What a typically fudged mess.
1) 30 million drive regularly, less than 2 million cycle regularly, the whole population are pedestrians.
2) Britain is small, most of our urban areas are confined and old and the majority of roads are crowded with traffic and too narrow to allow safely for pedestrian refuge road islands, cyclists and motor vehicles at the same time.
3) With most of the population travelling in vehicles, the majority of pavements are empty most of the time. Built many decades ago when few owned vehicles and most walked, nationally they are now a vast area of very underused resource.
Obviously those near vacant pavements can carry some of the road overburden and I don't think politicians are unwise to employ them. Given the low speed of pedestrians, the only suitable roads element to transfer are bicycles, but of necessity ridden with care.
In many other countries this works without complaint. Indeed in Japan cyclists have to by law move onto the pavement in many urban areas. In the Netherlands there are many areas co-used by cyclist and pedestrians, and the same is true in many other countries, probably the majority worldwide.

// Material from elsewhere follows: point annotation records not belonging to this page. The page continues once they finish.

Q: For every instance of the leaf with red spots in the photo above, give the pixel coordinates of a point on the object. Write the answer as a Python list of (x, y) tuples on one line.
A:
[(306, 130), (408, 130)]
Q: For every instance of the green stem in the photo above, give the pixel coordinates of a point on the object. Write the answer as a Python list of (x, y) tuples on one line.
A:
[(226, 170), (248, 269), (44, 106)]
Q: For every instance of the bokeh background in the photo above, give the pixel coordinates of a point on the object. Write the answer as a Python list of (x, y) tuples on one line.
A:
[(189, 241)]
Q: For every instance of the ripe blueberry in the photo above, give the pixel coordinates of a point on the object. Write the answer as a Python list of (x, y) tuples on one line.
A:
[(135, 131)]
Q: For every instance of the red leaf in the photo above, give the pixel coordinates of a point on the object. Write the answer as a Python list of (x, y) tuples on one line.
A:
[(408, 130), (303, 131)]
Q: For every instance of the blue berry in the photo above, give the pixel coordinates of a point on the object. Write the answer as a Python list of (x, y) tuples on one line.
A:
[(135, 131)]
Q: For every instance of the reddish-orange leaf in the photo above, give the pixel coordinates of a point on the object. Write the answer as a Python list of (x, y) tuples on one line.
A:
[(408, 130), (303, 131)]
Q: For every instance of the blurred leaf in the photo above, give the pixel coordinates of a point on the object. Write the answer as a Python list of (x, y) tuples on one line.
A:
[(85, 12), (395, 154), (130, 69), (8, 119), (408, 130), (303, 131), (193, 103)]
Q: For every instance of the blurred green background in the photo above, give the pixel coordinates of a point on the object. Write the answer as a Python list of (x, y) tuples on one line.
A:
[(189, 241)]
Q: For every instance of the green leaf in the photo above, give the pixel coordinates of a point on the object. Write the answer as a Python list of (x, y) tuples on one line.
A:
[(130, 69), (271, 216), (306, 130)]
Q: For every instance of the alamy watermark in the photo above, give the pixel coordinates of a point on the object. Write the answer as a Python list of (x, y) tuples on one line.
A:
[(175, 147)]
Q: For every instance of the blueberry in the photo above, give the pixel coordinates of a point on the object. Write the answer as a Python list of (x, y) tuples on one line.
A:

The reason it works in all those other places is that cyclists ride at moderate speeds and are happy to ride slowly and considerately in the presence of pedestrians. The reason it isn't working here in Britain is that our cyclists all too often think they are taking part in the Tour de France and belt along at speeds dangerous to pedestrians, even when on pavements. That, together with passing close at speed, in turn scares and upsets pedestrians, causing or amplifying their anti-cyclist attitudes.
The answer is in cyclist's hands. I have no trouble when riding on the pavement and have even been thanked or praised by pedestrians at times when doing so. When there's no walkers around I ride at normal cycling speeds but slow well down when passing walkers approaching me, giving plenty of space.
When about to pass walkers from behind, I slow right down to a little above walking speed and ring my bell. They then often step aside, so as I slowly pass I smile and say "thank you, sorry to inconvenience you". That frequently brings a positive response, like"no problem" and even on occasion, "thank you for ringing your bell".
GeorgeHenry above has indicated that he rides in a similar fashion too and no doubt has little trouble with walkers.
There's no point in ranting about cycling facilities when there's frequently no space to provide them without bulldozing rows of buildings or compulsorily purchasing someone elses land. Nor is comparison with the Netherlands superb cycling facilities valid, when 70% of their population cycle daily and only well under 2% at most of ours do.
So over to you Britain's cyclists, accept that sharing pavements at times is a sensible measure in our confined and crowded country and adjust your riding to suit. It works in so many other places, so can here too if we want it to.